On January 16, 2026, Prime Minister Narendra Modi commemorated the tenth anniversary of the Startup India initiative, which debuted in 2016 as a flagship policy to accelerate entrepreneurial growth. Over a decade, India’s startup ecosystem has surged, housing over 120 unicorns with valuations exceeding $350 billion. Today, India boasts the third-largest startup ecosystem globally, producing more than 2 lakh startups. Yet, the celebration raises more questions about the sustainability and inclusivity of this boom than the government’s narrative suggests.

Breaking the Pattern: Tier II and III Cities Rise

One striking departure from standard trajectories is the emergence of non-metropolitan hubs. Unlike the early years dominated by Bengaluru, Delhi-NCR, and Mumbai, nearly 50% of India’s startups now originate from Tier II and III cities. Indore, Jaipur, and Surat have seen vibrant ecosystems, buoyed by improved internet penetration and digital public infrastructure.

India's ascent to 38th place on the Global Innovation Index (2025), up from the 48th rank in 2020, underscores this grassroots progress. However, smaller-city ecosystems remain shallow, with limited access to angel investors or mentorship networks. The government acknowledges this challenge, but schemes like Startup India Seed Fund—a ₹945 crore corpus—barely scratch the surface. The irony here is that while celebrating inclusive growth, policy tools remain concentrated in metro corridors.

The Institutional and Regulatory Machinery

The machinery driving Startup India is a web of legislative and administrative frameworks. The Ministry of Commerce and Industry has anchored policies within frameworks such as the Startup India Action Plan and sectoral initiatives like AI Centers of Excellence. Tax incentives, simplified registration under Section 80-IAC of the Income Tax Act, and exemptions from angel tax (Section 56(2)(viib)) have emboldened innovators. Startup recognition under the Companies Act has reduced compliance burdens, fostering formal employment.
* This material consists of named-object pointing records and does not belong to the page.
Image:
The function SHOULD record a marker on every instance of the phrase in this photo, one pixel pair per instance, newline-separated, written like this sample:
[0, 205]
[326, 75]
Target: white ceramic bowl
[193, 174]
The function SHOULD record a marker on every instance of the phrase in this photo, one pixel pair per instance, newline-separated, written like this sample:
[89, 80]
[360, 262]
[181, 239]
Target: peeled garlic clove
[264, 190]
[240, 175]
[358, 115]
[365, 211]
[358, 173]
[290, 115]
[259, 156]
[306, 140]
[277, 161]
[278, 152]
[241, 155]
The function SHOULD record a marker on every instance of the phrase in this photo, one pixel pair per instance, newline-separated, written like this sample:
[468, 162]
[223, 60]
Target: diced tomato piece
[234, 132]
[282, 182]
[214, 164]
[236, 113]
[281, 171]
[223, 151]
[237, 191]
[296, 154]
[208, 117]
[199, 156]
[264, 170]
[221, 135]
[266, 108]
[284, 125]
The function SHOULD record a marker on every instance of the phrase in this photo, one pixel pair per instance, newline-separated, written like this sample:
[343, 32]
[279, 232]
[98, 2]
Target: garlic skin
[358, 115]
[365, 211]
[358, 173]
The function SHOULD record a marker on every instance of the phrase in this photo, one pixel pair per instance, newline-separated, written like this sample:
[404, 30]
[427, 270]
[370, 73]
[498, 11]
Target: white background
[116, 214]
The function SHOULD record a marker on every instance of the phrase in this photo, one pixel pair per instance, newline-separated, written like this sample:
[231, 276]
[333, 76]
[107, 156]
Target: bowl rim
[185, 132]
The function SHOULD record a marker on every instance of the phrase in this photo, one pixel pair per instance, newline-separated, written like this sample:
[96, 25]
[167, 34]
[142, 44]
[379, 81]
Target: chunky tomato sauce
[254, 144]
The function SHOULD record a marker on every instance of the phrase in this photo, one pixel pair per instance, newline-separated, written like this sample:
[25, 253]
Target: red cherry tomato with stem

However, frequent regulatory changes, such as new TDS rules under Section 194R or withdrawal of GST exemptions for e-commerce, complicate startup operations. Policy “flip-flops” discourage risk-taking, particularly in deep-tech sectors like AI, semiconductor manufacturing, or green technologies, which require long gestation periods. It is worth questioning whether institutional actors can balance short-term tax needs with long-term growth imperatives.

The Data Behind the Boom

The government often lauds India’s unicorn tally—125 strong—but what the headline obscures is capital volatility. Between 2021 and 2023, VC funding dried up by nearly 35% amid global economic shocks. Dependency on foreign capital magnifies vulnerabilities. With 75% of funding flowing from abroad, startups are tethered to geopolitical events outside their control.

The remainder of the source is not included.